Scientists have found the inspiration for the newest cancer-fighting compound in the most peculiar of places: the tactics of the common cat burglar. In a recent study, researchers discovered a molecule capable of stopping the function of a common cancer regulator by unlatching its necessary interaction in a way very similar to how a cat burglar unlatches a lock with his credit card.
MYC is a cancer regulatory involved in gene expression. When MYC is overexpressed, the result is unregulated cell proliferation, a key step in cancer growth, according to a recent press release. For years, scientists have been attempting to halt this deadly reaction by targeting the MYC’s critical interactions with its binding partner. “We have been investigating this target off and on for close to 12 years and only finally have we gotten to a real success story,” co-author of the study, Dr. Kim Janda from The Scripps Research Institute, told Medical Daily via email.
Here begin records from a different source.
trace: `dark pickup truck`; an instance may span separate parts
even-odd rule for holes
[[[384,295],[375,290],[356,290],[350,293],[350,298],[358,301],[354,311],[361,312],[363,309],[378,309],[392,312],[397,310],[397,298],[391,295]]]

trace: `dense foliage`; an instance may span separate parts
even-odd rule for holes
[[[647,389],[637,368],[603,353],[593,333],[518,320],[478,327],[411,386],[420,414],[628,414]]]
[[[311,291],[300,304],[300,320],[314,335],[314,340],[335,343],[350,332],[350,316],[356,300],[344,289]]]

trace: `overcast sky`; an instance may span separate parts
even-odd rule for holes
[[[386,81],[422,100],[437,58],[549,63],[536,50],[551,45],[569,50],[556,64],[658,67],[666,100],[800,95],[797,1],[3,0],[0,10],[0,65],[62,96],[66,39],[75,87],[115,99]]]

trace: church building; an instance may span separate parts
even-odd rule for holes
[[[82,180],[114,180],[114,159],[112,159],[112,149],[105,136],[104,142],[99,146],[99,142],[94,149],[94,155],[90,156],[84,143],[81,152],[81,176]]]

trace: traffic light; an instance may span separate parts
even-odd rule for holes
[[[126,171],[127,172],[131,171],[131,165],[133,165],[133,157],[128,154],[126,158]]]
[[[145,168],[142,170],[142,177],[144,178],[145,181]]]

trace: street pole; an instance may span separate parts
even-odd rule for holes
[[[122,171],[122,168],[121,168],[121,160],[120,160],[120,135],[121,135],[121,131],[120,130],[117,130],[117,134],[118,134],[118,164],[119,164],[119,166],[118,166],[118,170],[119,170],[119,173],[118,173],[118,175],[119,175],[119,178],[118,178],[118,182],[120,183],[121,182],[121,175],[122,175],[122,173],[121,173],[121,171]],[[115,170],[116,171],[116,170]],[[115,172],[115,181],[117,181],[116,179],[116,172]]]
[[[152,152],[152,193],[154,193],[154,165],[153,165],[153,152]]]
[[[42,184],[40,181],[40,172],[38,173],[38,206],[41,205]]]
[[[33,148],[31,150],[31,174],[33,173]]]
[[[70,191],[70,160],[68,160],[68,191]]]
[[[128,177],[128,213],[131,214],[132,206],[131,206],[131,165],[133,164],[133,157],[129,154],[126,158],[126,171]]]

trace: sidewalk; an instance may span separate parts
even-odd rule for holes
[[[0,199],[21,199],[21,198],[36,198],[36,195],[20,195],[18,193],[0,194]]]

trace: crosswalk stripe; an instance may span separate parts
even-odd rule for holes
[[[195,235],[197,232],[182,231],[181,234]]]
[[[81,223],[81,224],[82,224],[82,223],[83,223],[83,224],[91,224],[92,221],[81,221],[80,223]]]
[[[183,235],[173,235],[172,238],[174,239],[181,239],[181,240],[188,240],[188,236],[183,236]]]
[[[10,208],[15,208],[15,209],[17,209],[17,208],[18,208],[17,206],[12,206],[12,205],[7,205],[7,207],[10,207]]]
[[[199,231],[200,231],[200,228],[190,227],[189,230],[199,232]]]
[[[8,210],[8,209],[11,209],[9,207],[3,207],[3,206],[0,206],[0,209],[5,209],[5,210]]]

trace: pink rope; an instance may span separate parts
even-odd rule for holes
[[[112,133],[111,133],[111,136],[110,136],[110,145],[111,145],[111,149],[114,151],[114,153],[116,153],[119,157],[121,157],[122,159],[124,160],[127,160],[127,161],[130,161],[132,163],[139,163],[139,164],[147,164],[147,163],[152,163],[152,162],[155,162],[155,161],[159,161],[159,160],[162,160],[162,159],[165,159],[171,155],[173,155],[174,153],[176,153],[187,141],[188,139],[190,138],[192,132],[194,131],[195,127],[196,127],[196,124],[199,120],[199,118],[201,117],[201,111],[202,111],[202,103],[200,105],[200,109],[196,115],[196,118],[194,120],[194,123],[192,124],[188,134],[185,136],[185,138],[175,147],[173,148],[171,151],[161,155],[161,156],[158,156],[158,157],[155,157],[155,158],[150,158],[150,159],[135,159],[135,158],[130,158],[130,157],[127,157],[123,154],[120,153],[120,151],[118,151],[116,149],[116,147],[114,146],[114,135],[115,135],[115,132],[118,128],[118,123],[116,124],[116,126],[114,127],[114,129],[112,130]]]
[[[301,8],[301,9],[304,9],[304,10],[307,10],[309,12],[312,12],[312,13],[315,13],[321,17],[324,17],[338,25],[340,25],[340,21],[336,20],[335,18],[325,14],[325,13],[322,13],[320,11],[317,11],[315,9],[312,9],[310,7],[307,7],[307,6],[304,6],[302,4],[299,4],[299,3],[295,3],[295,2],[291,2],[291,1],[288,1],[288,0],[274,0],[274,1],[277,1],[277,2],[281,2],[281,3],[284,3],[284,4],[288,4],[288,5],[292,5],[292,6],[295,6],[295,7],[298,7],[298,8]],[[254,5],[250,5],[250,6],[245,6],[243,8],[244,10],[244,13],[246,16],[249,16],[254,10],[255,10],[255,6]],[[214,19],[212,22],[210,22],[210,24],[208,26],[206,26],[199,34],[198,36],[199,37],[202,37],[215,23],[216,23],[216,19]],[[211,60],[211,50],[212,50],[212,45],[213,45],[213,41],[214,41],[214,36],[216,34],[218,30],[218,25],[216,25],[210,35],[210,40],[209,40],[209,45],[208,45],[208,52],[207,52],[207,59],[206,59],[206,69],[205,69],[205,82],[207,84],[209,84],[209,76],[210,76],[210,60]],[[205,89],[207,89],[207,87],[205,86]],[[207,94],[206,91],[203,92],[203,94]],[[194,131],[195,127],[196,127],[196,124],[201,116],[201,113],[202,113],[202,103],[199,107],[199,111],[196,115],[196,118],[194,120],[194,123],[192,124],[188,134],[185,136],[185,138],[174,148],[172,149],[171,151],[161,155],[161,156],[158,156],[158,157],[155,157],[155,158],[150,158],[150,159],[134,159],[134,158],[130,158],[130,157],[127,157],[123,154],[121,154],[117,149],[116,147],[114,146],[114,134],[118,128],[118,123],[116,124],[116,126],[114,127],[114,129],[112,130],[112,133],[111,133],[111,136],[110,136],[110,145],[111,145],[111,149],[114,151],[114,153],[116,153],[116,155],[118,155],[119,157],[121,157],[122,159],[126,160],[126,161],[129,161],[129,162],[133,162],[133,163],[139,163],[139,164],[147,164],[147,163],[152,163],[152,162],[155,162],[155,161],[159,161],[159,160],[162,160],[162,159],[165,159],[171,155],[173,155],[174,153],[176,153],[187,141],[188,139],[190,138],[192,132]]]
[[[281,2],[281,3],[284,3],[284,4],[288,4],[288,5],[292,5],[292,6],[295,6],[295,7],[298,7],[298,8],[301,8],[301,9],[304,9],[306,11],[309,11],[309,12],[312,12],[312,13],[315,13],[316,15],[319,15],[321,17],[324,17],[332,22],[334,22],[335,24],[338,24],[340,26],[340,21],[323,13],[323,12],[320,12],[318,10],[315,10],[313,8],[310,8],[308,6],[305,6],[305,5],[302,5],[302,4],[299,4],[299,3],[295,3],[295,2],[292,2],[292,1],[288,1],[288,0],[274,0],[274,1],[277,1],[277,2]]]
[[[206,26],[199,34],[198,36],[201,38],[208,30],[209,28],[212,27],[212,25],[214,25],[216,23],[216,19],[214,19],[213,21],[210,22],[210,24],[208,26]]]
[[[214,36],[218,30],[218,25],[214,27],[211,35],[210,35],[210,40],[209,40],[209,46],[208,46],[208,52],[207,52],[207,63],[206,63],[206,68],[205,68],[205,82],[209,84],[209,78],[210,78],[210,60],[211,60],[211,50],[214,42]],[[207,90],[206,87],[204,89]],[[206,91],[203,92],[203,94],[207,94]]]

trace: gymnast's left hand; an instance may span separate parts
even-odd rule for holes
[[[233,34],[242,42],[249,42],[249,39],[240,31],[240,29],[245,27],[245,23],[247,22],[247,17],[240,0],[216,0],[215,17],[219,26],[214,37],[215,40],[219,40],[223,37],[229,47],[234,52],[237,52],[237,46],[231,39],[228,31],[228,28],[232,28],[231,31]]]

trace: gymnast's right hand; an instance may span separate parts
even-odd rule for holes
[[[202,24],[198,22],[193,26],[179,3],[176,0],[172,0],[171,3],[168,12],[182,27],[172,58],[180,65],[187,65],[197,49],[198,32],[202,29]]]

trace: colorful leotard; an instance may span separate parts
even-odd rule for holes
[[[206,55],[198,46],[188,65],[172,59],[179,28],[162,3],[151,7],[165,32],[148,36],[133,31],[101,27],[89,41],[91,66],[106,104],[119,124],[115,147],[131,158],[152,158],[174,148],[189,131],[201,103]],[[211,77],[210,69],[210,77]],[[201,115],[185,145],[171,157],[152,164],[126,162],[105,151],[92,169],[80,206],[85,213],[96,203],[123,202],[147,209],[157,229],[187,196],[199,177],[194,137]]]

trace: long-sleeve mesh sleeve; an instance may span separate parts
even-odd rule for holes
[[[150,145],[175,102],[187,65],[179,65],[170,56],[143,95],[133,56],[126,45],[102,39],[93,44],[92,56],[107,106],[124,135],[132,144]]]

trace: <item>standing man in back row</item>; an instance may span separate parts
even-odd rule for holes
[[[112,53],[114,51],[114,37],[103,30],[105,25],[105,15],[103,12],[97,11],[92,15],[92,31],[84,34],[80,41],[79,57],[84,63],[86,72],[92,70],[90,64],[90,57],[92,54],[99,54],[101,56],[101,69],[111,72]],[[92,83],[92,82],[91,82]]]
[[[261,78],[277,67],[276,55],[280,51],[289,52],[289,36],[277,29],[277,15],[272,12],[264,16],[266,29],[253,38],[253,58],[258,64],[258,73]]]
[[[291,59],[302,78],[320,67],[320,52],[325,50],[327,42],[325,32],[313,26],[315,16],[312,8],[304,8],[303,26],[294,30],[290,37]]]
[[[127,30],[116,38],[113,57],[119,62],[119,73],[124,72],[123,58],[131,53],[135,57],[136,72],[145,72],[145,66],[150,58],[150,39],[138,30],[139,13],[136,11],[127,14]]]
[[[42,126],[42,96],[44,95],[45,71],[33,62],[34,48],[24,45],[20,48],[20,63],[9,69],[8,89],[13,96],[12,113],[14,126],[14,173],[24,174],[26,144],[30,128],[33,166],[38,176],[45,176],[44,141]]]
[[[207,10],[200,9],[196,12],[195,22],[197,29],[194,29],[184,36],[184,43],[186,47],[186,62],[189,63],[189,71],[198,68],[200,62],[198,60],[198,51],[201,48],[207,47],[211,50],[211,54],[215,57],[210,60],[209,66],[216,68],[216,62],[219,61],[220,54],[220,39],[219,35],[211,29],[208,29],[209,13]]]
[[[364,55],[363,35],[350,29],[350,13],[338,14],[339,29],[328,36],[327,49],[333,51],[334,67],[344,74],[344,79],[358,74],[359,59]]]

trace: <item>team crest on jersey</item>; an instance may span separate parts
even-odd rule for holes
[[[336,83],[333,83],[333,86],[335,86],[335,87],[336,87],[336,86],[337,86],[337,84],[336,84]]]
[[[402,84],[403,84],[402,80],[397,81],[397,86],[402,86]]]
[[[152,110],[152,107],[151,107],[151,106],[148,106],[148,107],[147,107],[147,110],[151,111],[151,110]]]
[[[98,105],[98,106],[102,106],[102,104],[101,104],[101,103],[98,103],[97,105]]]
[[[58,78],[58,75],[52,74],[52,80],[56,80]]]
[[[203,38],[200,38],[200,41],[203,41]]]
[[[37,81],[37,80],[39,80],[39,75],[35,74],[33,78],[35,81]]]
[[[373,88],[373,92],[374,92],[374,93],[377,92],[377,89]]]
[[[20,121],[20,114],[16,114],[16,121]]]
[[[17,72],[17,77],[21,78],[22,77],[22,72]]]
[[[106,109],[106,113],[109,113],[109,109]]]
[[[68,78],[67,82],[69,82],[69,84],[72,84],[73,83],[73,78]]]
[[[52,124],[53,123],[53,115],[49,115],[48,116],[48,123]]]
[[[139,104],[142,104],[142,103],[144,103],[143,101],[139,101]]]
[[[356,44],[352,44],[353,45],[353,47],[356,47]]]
The success story Janda refers to is KJ-Pyr-9, a small molecule capable of effortlessly breaking this important link.
Researchers have struggled to find an effective method of targeting MYC because of its unique ever-changing structure. “It's like a piece of spaghetti," co-author Jonathon Ross Hart explained in the press release. “At room temperature or body temperature, MYC without any binding partners is random and constantly shifting."
KJ-Pyr-9 is what the team aptly dubbed a “credit card.” Like its namesake, the molecule carefully disrupts the cancerous interaction between MYC and other proteins needed for cell proliferation. During animal testing, a single dose of KJ-Pyr-9 made MYC appear almost nonexistent, and all cells that depended on the gene for survival subsequently died. For example, mice with tumors whose growth depended on MYC showed no signs of tumor growth after 31 days when treated with KJ-Pyr-9. Untreated mice continued to have significant cancer growth.
The researchers have big plans for this tiny molecule with big potentials. MYC is involved with around one in four cancers, which means that developing KJ-Pyr-9 into a drug could help countless people. In the future, it could be used for not only halting the further growth of cancer tumors, but actually completely ridding the body of cancer entirely.
At the moment, the compound is licensed to a company named Sorrento Therapeutics, but research on KJ-Pyr-9 is long from finished. “We will also seek funding to try and advance our understanding of its mechanism of action to make improved forms of the molecule,” Janda added.